From mboxrd@z Thu Jan  1 00:00:00 1970
Return-Path: <linux@roeck-us.net>
Received: from smtp1.linuxfoundation.org (smtp1.linux-foundation.org
	[172.17.192.35])
	by mail.linuxfoundation.org (Postfix) with ESMTPS id 1C276B7F
	for <ksummit-discuss@lists.linuxfoundation.org>;
	Wed,  5 Jul 2017 15:16:39 +0000 (UTC)
Received: from bh-25.webhostbox.net (bh-25.webhostbox.net [208.91.199.152])
	by smtp1.linuxfoundation.org (Postfix) with ESMTPS id A3E69CE
	for <ksummit-discuss@lists.linuxfoundation.org>;
	Wed,  5 Jul 2017 15:16:38 +0000 (UTC)
To: Greg KH <greg@kroah.com>, Steven Rostedt <rostedt@goodmis.org>
References: <576cea07-770a-4864-c3f5-0832ff211e94@leemhuis.info>
	<20170703123025.7479702e@gandalf.local.home>
	<ad94dc65-cc9c-f4f1-27c1-5a48603c7f59@leemhuis.info>
	<20170705084528.67499f8c@gandalf.local.home>
	<4080ecc7-1aa8-2940-f230-1b79d656cdb4@redhat.com>
	<20170705092757.63dc2328@gandalf.local.home>
	<20170705140607.GA30187@kroah.com>
From: Guenter Roeck <linux@roeck-us.net>
Message-ID: <a462fb3b-a6d4-e969-b301-b404981de224@roeck-us.net>
Date: Wed, 5 Jul 2017 08:16:33 -0700
MIME-Version: 1.0
In-Reply-To: <20170705140607.GA30187@kroah.com>
Content-Type: text/plain; charset=utf-8; format=flowed
Content-Language: en-US
Content-Transfer-Encoding: 7bit
Cc: Carlos O'Donell <carlos@redhat.com>, linux-api@vger.kernel.org,
	Thorsten Leemhuis <linux@leemhuis.info>,
	ksummit-discuss@lists.linuxfoundation.org,
	Shuah Khan <shuahkh@osg.samsung.com>
Subject: Re: [Ksummit-discuss] [MAINTAINERS SUMMIT] & [TECH TOPIC] Improve
 regression tracking
List-Id: <ksummit-discuss.lists.linuxfoundation.org>
List-Unsubscribe: <https://lists.linuxfoundation.org/mailman/options/ksummit-discuss>,
	<mailto:ksummit-discuss-request@lists.linuxfoundation.org?subject=unsubscribe>
List-Archive: <http://lists.linuxfoundation.org/pipermail/ksummit-discuss/>
List-Post: <mailto:ksummit-discuss@lists.linuxfoundation.org>
List-Help: <mailto:ksummit-discuss-request@lists.linuxfoundation.org?subject=help>
List-Subscribe: <https://lists.linuxfoundation.org/mailman/listinfo/ksummit-discuss>,
	<mailto:ksummit-discuss-request@lists.linuxfoundation.org?subject=subscribe>

On 07/05/2017 07:06 AM, Greg KH wrote:
> On Wed, Jul 05, 2017 at 09:27:57AM -0400, Steven Rostedt wrote:
>> Your "b" above is what I would like to push.
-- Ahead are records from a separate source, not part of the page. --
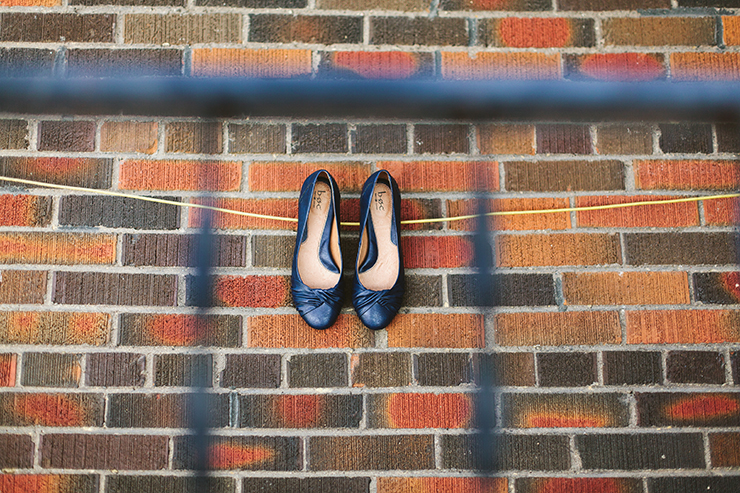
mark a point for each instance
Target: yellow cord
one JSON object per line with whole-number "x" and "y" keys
{"x": 410, "y": 221}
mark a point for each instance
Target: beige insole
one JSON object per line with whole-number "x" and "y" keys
{"x": 384, "y": 273}
{"x": 312, "y": 271}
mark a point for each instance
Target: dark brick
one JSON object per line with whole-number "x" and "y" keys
{"x": 183, "y": 370}
{"x": 510, "y": 369}
{"x": 26, "y": 62}
{"x": 67, "y": 136}
{"x": 101, "y": 288}
{"x": 173, "y": 484}
{"x": 699, "y": 409}
{"x": 317, "y": 370}
{"x": 69, "y": 28}
{"x": 163, "y": 410}
{"x": 322, "y": 29}
{"x": 114, "y": 212}
{"x": 680, "y": 248}
{"x": 125, "y": 62}
{"x": 300, "y": 411}
{"x": 510, "y": 290}
{"x": 194, "y": 137}
{"x": 380, "y": 139}
{"x": 115, "y": 370}
{"x": 443, "y": 369}
{"x": 181, "y": 250}
{"x": 51, "y": 370}
{"x": 122, "y": 452}
{"x": 515, "y": 452}
{"x": 180, "y": 330}
{"x": 686, "y": 137}
{"x": 377, "y": 452}
{"x": 13, "y": 134}
{"x": 566, "y": 369}
{"x": 306, "y": 485}
{"x": 242, "y": 453}
{"x": 705, "y": 367}
{"x": 440, "y": 31}
{"x": 632, "y": 368}
{"x": 381, "y": 369}
{"x": 314, "y": 137}
{"x": 256, "y": 138}
{"x": 715, "y": 484}
{"x": 251, "y": 370}
{"x": 563, "y": 139}
{"x": 16, "y": 451}
{"x": 441, "y": 139}
{"x": 564, "y": 176}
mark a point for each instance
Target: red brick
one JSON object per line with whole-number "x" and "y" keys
{"x": 18, "y": 286}
{"x": 488, "y": 65}
{"x": 129, "y": 136}
{"x": 641, "y": 216}
{"x": 616, "y": 66}
{"x": 683, "y": 326}
{"x": 560, "y": 249}
{"x": 686, "y": 175}
{"x": 436, "y": 330}
{"x": 224, "y": 176}
{"x": 25, "y": 210}
{"x": 705, "y": 66}
{"x": 289, "y": 177}
{"x": 290, "y": 331}
{"x": 625, "y": 288}
{"x": 251, "y": 63}
{"x": 407, "y": 410}
{"x": 436, "y": 251}
{"x": 443, "y": 485}
{"x": 54, "y": 328}
{"x": 558, "y": 328}
{"x": 519, "y": 222}
{"x": 443, "y": 176}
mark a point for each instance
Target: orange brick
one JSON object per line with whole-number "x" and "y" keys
{"x": 442, "y": 485}
{"x": 488, "y": 65}
{"x": 421, "y": 252}
{"x": 222, "y": 176}
{"x": 129, "y": 137}
{"x": 57, "y": 248}
{"x": 272, "y": 207}
{"x": 687, "y": 175}
{"x": 520, "y": 222}
{"x": 625, "y": 288}
{"x": 25, "y": 210}
{"x": 289, "y": 177}
{"x": 705, "y": 66}
{"x": 641, "y": 216}
{"x": 54, "y": 328}
{"x": 281, "y": 331}
{"x": 683, "y": 326}
{"x": 239, "y": 62}
{"x": 561, "y": 249}
{"x": 558, "y": 328}
{"x": 436, "y": 330}
{"x": 441, "y": 176}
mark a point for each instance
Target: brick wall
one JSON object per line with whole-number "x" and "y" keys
{"x": 617, "y": 332}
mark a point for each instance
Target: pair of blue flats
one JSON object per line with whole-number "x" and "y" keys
{"x": 317, "y": 262}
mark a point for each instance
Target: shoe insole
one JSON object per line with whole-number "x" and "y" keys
{"x": 312, "y": 271}
{"x": 383, "y": 274}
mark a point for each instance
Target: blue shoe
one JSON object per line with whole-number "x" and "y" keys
{"x": 378, "y": 285}
{"x": 317, "y": 260}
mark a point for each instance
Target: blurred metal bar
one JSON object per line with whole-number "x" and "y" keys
{"x": 470, "y": 100}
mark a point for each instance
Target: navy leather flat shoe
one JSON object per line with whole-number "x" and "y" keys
{"x": 378, "y": 285}
{"x": 317, "y": 260}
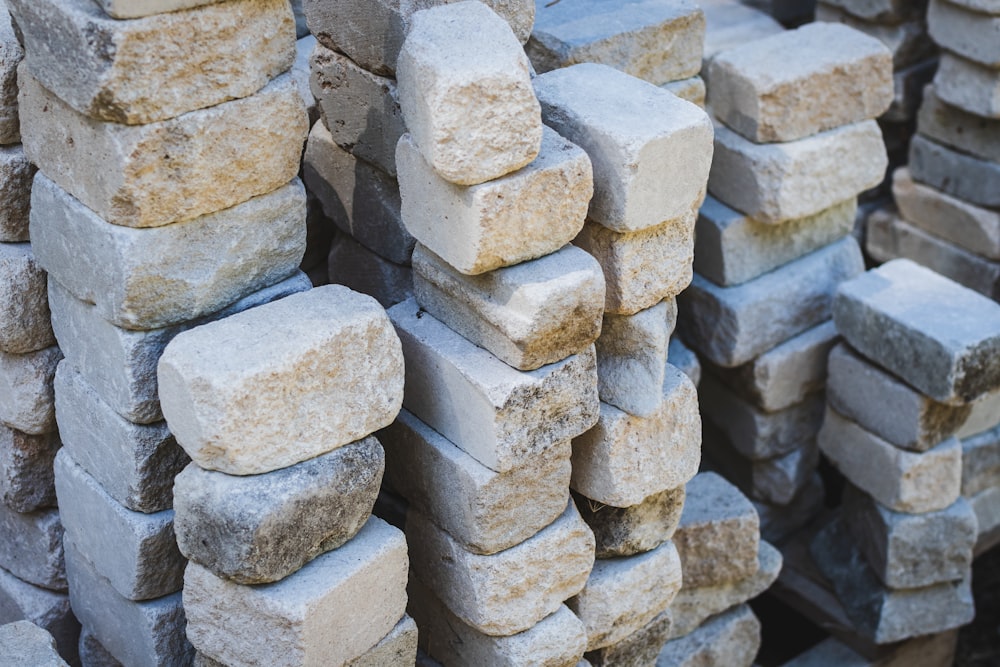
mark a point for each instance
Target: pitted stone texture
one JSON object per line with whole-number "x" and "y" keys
{"x": 523, "y": 215}
{"x": 262, "y": 528}
{"x": 719, "y": 533}
{"x": 150, "y": 69}
{"x": 776, "y": 182}
{"x": 510, "y": 591}
{"x": 733, "y": 325}
{"x": 653, "y": 40}
{"x": 283, "y": 382}
{"x": 902, "y": 481}
{"x": 627, "y": 531}
{"x": 360, "y": 200}
{"x": 483, "y": 510}
{"x": 535, "y": 313}
{"x": 330, "y": 612}
{"x": 500, "y": 416}
{"x": 651, "y": 150}
{"x": 128, "y": 175}
{"x": 901, "y": 312}
{"x": 625, "y": 459}
{"x": 465, "y": 93}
But who's going to enforce
>> this? With 10,000 changes per release, and a lot of them are fixes, the
>> best we can do is the honor system. Start shaming people that don't
>> have a regression test along with a Fixes tag (but we don't want people
>> to fix bugs without adding that tag either). There is a fine line one
>> must walk between getting people to change their approaches to bugs and
>> regression tests, and pissing them off where they start doing the
>> opposite of what would be best for the community.
> 
> I would bet, for the huge majority of our fixes, they are fixes for
> specific hardware, or workarounds for specific hardware issues.  Now
> writing tests for those is not an impossible task (look at what the i915
> developers have), but it is very very hard overall, especially if the
> base infrastructure isn't there to do it.
> 
> For specific examples, here's the shortlog for fixes that went into
> drivers/usb/host/ for 4.12 after 4.12-rc1 came out.  Do you know of a
> way to write a test for these types of things?
> 	usb: xhci: ASMedia ASM1042A chipset need shorts TX quirk
> 	usb: xhci: Fix USB 3.1 supported protocol parsing
> 	usb: host: xhci-plat: propagate return value of platform_get_irq()
> 	xhci: Fix command ring stop regression in 4.11
> 	xhci: remove GFP_DMA flag from allocation
> 	USB: xhci: fix lock-inversion problem
> 	usb: host: xhci-ring: don't need to clear interrupt pending for MSI enabled hcd
> 	usb: host: xhci-mem: allocate zeroed Scratchpad Buffer
> 	xhci: apply PME_STUCK_QUIRK and MISSING_CAS quirk for Denverton
> 	usb: xhci: trace URB before giving it back instead of after
> 	USB: host: xhci: use max-port define
> 	USB: ehci-platform: fix companion-device leak
> 	usb: r8a66597-hcd: select a different endpoint on timeout
> 	usb: r8a66597-hcd: decrease timeout
> 
> And look at the commits with the "Fixes:" tag in it, I do, I read every
> one of them.  See if writing a test for the majority of them would even
> be possible...
> 
> I don't mean to poo-poo the idea, but please realize that around 75% of
> the kernel is hardware/arch support, so that means that 75% of the
> changes/fixes deal with hardware things (yes, change is in direct
> correlation to size of the codebase in the tree, strange but true).
> 

The reproducers for several of the usb fixes I submitted recently took hours of
stress test to reproduce the underlying problems. I have one more to fix which
takes days to reproduce, if at all (I have seen that problem only two or three
times during weeks of stress test). Due to the nature of the problems, reproducing
them heavily depended on the underlying hardware. None of the reproducers can
guarantee that the problem is fixed; they are intended to show the problem,
not that it is fixed. This happens a lot with race conditions - in many cases
it is impossible to prove that the problem is fixed; one can only prove that
it still exists.

Echoing what you said, I have no idea how it would even be possible to write
unit tests to verify if the problems I fixed are really fixed.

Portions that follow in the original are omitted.